O armazenamento de energia via sistemas BESS ganha destaque no Brasil como solução estratégica contra o curtailment, impulsionado por novas regulamentações da Aneel que visam maior flexibilidade e eficiência à matriz renovável do país.
O crescimento expressivo das fontes renováveis no Brasil, especialmente a energia solar e eólica, trouxe um desafio técnico significativo para o setor elétrico: o curtailment. Este fenômeno, que força a interrupção ou redução da geração para manter a estabilidade do Sistema Interligado Nacional (SIN), desperdiça um potencial energético valioso. Para mitigar esse problema, o armazenamento de energia surge como uma peça fundamental na transição para um sistema mais inteligente e resiliente.
Recentemente, a Aneel deu passos decisivos ao encerrar a Consulta Pública nº 39/2023, estabelecendo diretrizes para a cobrança pelo uso da rede por sistemas de armazenamento. Essa movimentação institucional sinaliza que o uso de baterias deixou de ser uma promessa teórica e tornou-se uma prioridade na agenda de modernização do mercado elétrico brasileiro, inclusive com a autorização inédita de unidades armazenadoras integradas a usinas fotovoltaicas.
O papel dos sistemas BESS na flexibilidade operacional
A tecnologia de BESS (Battery Energy Storage Systems) é considerada a grande aliada para a otimização da rede. Ao permitir que excedentes gerados em horários de pico sejam reservados para momentos de maior demanda, esses sistemas reduzem drasticamente a necessidade de cortes operacionais.

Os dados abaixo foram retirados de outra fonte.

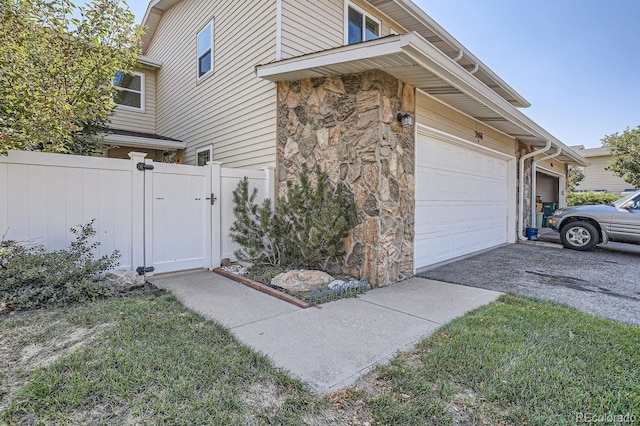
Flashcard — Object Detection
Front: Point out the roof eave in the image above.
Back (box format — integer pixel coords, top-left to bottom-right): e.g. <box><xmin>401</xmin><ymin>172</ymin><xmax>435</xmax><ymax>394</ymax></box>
<box><xmin>104</xmin><ymin>133</ymin><xmax>187</xmax><ymax>149</ymax></box>
<box><xmin>136</xmin><ymin>55</ymin><xmax>162</xmax><ymax>70</ymax></box>
<box><xmin>256</xmin><ymin>32</ymin><xmax>588</xmax><ymax>165</ymax></box>
<box><xmin>370</xmin><ymin>0</ymin><xmax>531</xmax><ymax>108</ymax></box>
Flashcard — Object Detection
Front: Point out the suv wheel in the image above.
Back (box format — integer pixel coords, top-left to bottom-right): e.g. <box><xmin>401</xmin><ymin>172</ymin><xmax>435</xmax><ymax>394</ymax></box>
<box><xmin>560</xmin><ymin>221</ymin><xmax>600</xmax><ymax>251</ymax></box>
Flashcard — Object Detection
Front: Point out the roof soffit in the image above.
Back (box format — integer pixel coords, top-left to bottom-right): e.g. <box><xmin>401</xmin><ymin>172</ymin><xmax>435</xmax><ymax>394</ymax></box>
<box><xmin>256</xmin><ymin>33</ymin><xmax>584</xmax><ymax>164</ymax></box>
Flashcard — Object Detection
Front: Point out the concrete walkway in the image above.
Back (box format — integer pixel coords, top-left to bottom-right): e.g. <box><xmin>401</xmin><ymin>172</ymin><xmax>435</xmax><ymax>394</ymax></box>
<box><xmin>149</xmin><ymin>272</ymin><xmax>501</xmax><ymax>393</ymax></box>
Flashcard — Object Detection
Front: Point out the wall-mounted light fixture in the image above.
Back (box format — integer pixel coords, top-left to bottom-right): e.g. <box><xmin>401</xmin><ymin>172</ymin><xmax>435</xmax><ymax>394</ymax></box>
<box><xmin>398</xmin><ymin>112</ymin><xmax>413</xmax><ymax>127</ymax></box>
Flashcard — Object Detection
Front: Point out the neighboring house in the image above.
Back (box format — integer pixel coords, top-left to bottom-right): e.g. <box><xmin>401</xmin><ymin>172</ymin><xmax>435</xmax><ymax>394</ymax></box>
<box><xmin>572</xmin><ymin>145</ymin><xmax>634</xmax><ymax>194</ymax></box>
<box><xmin>112</xmin><ymin>0</ymin><xmax>587</xmax><ymax>286</ymax></box>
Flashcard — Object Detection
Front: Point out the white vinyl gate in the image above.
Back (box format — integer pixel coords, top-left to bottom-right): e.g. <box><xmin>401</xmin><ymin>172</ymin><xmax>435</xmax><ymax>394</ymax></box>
<box><xmin>0</xmin><ymin>151</ymin><xmax>274</xmax><ymax>275</ymax></box>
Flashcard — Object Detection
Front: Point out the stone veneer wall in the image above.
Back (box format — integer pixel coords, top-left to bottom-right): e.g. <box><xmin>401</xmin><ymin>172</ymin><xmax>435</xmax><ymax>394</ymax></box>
<box><xmin>276</xmin><ymin>70</ymin><xmax>415</xmax><ymax>287</ymax></box>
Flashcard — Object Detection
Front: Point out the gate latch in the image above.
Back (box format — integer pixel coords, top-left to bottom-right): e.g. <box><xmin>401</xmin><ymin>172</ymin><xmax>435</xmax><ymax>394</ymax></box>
<box><xmin>136</xmin><ymin>266</ymin><xmax>156</xmax><ymax>275</ymax></box>
<box><xmin>136</xmin><ymin>162</ymin><xmax>153</xmax><ymax>172</ymax></box>
<box><xmin>207</xmin><ymin>192</ymin><xmax>218</xmax><ymax>205</ymax></box>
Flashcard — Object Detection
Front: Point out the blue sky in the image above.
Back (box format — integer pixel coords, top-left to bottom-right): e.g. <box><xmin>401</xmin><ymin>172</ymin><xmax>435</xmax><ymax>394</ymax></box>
<box><xmin>117</xmin><ymin>0</ymin><xmax>640</xmax><ymax>147</ymax></box>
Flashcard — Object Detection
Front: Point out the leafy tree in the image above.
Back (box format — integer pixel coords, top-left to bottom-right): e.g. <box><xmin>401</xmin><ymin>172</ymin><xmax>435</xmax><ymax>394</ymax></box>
<box><xmin>0</xmin><ymin>0</ymin><xmax>142</xmax><ymax>154</ymax></box>
<box><xmin>567</xmin><ymin>166</ymin><xmax>584</xmax><ymax>192</ymax></box>
<box><xmin>602</xmin><ymin>126</ymin><xmax>640</xmax><ymax>188</ymax></box>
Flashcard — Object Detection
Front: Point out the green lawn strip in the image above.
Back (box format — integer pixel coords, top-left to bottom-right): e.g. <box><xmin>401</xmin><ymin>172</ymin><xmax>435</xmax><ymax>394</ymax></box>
<box><xmin>0</xmin><ymin>292</ymin><xmax>323</xmax><ymax>425</ymax></box>
<box><xmin>0</xmin><ymin>291</ymin><xmax>640</xmax><ymax>425</ymax></box>
<box><xmin>368</xmin><ymin>295</ymin><xmax>640</xmax><ymax>425</ymax></box>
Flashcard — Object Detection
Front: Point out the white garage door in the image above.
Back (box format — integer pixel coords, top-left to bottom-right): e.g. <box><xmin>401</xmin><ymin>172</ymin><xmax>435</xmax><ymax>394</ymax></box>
<box><xmin>414</xmin><ymin>132</ymin><xmax>509</xmax><ymax>269</ymax></box>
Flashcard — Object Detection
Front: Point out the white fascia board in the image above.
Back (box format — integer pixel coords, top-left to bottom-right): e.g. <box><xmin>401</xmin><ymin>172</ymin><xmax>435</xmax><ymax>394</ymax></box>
<box><xmin>136</xmin><ymin>55</ymin><xmax>162</xmax><ymax>69</ymax></box>
<box><xmin>256</xmin><ymin>35</ymin><xmax>402</xmax><ymax>81</ymax></box>
<box><xmin>394</xmin><ymin>0</ymin><xmax>531</xmax><ymax>108</ymax></box>
<box><xmin>578</xmin><ymin>147</ymin><xmax>611</xmax><ymax>158</ymax></box>
<box><xmin>402</xmin><ymin>33</ymin><xmax>586</xmax><ymax>165</ymax></box>
<box><xmin>104</xmin><ymin>133</ymin><xmax>187</xmax><ymax>149</ymax></box>
<box><xmin>256</xmin><ymin>32</ymin><xmax>588</xmax><ymax>165</ymax></box>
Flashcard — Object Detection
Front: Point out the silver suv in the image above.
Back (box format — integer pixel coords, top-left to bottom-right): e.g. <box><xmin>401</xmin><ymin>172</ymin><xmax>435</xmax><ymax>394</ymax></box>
<box><xmin>547</xmin><ymin>191</ymin><xmax>640</xmax><ymax>250</ymax></box>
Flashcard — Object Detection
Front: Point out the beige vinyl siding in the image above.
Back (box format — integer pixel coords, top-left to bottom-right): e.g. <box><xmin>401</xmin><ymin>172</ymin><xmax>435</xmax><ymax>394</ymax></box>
<box><xmin>109</xmin><ymin>68</ymin><xmax>156</xmax><ymax>134</ymax></box>
<box><xmin>576</xmin><ymin>155</ymin><xmax>633</xmax><ymax>194</ymax></box>
<box><xmin>416</xmin><ymin>91</ymin><xmax>516</xmax><ymax>156</ymax></box>
<box><xmin>282</xmin><ymin>0</ymin><xmax>344</xmax><ymax>59</ymax></box>
<box><xmin>146</xmin><ymin>0</ymin><xmax>277</xmax><ymax>168</ymax></box>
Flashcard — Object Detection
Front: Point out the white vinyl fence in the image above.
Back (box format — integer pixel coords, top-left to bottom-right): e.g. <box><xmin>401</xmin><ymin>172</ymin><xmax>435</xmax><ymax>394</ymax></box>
<box><xmin>0</xmin><ymin>151</ymin><xmax>274</xmax><ymax>275</ymax></box>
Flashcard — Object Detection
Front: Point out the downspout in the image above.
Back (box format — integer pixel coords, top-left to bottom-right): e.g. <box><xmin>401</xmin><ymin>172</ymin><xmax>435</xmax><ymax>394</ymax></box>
<box><xmin>531</xmin><ymin>147</ymin><xmax>562</xmax><ymax>227</ymax></box>
<box><xmin>518</xmin><ymin>141</ymin><xmax>551</xmax><ymax>241</ymax></box>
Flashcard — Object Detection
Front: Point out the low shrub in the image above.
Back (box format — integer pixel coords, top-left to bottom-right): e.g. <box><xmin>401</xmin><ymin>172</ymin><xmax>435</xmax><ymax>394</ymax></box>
<box><xmin>567</xmin><ymin>192</ymin><xmax>621</xmax><ymax>206</ymax></box>
<box><xmin>0</xmin><ymin>221</ymin><xmax>120</xmax><ymax>310</ymax></box>
<box><xmin>244</xmin><ymin>265</ymin><xmax>287</xmax><ymax>284</ymax></box>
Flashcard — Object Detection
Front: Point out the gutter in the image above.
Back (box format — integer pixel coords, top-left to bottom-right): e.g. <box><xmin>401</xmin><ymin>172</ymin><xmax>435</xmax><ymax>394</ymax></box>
<box><xmin>518</xmin><ymin>140</ymin><xmax>559</xmax><ymax>241</ymax></box>
<box><xmin>531</xmin><ymin>147</ymin><xmax>562</xmax><ymax>228</ymax></box>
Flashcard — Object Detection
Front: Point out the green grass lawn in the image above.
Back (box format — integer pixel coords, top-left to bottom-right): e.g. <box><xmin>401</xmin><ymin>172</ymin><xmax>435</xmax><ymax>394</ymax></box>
<box><xmin>0</xmin><ymin>291</ymin><xmax>640</xmax><ymax>425</ymax></box>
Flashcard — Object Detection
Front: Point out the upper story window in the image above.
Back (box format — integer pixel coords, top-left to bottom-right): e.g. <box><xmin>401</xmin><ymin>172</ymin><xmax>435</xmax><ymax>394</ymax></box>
<box><xmin>198</xmin><ymin>21</ymin><xmax>213</xmax><ymax>79</ymax></box>
<box><xmin>113</xmin><ymin>71</ymin><xmax>144</xmax><ymax>111</ymax></box>
<box><xmin>196</xmin><ymin>145</ymin><xmax>213</xmax><ymax>166</ymax></box>
<box><xmin>347</xmin><ymin>4</ymin><xmax>382</xmax><ymax>44</ymax></box>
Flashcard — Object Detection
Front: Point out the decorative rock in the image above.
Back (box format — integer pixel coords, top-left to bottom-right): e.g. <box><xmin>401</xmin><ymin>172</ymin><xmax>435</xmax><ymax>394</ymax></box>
<box><xmin>271</xmin><ymin>270</ymin><xmax>333</xmax><ymax>291</ymax></box>
<box><xmin>222</xmin><ymin>263</ymin><xmax>247</xmax><ymax>276</ymax></box>
<box><xmin>105</xmin><ymin>271</ymin><xmax>145</xmax><ymax>291</ymax></box>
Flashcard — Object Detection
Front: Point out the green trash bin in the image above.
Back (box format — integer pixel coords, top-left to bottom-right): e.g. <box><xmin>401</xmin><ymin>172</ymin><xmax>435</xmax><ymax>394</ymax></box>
<box><xmin>542</xmin><ymin>203</ymin><xmax>556</xmax><ymax>217</ymax></box>
<box><xmin>542</xmin><ymin>203</ymin><xmax>556</xmax><ymax>228</ymax></box>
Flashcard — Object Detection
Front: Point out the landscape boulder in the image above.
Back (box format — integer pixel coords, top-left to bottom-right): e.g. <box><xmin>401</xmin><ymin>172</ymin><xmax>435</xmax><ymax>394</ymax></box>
<box><xmin>271</xmin><ymin>270</ymin><xmax>333</xmax><ymax>291</ymax></box>
<box><xmin>106</xmin><ymin>271</ymin><xmax>144</xmax><ymax>292</ymax></box>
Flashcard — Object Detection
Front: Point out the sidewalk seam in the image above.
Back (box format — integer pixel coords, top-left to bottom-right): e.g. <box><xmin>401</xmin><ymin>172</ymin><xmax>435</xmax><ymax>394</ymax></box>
<box><xmin>356</xmin><ymin>297</ymin><xmax>444</xmax><ymax>326</ymax></box>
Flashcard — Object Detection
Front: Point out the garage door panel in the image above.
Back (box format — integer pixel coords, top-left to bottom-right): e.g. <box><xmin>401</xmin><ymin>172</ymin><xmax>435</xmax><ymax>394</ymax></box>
<box><xmin>415</xmin><ymin>134</ymin><xmax>508</xmax><ymax>268</ymax></box>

“Cada vez mais empresas desse segmento entendem que, para além da geração, é necessário administrar essa energia de forma inteligente, de modo a equilibrar oferta, demanda e estabilidade operacional. Acompanhamos de perto as discussões conduzidas pelos órgãos regulatórios, e acreditamos que o amadurecimento das regras para armazenamento será fundamental para dar previsibilidade ao mercado e acelerar investimentos nesse segmento”, afirma Pedro Nunes, Head e Diretor de Utilities da NTT DATA Business Solutions.
Tecnologia e digitalização como pilares do novo setor
Mais do que infraestrutura física, o armazenamento exige uma camada robusta de inteligência digital. Para Pedro Nunes, a modernização das utilities passa pela integração de soluções como Inteligência Artificial, analytics e monitoramento em tempo real. A digitalização é o que permite que a energia armazenada seja injetada no sistema com precisão, garantindo eficiência e evitando desperdícios.
“O armazenamento não é apenas uma discussão sobre infraestrutura física. Existe uma camada tecnológica extremamente importante para que o sistema consiga operar com mais flexibilidade, previsibilidade e eficiência”, explica o especialista.
Um novo patamar para a matriz energética brasileira
Com a energia solar já superando a marca de 52 GW de capacidade instalada, o Brasil reafirma seu compromisso com fontes limpas. No entanto, o sucesso dessa expansão depende agora da capacidade de integração dessas fontes ao sistema. A expectativa é que o mercado de armazenamento de energia se consolide como um “quinto pilar” do setor elétrico, ao lado de geração, transmissão, distribuição e comercialização.
A evolução regulatória em curso, alinhada a referências internacionais de sucesso, deve atrair novos investimentos e fomentar modelos de negócio mais sustentáveis. O futuro do setor elétrico brasileiro não será definido apenas pelo volume de energia produzida, mas pela inteligência aplicada à sua gestão, garantindo um sistema cada vez mais autossustentável e capaz de enfrentar os desafios climáticos e operacionais das próximas décadas.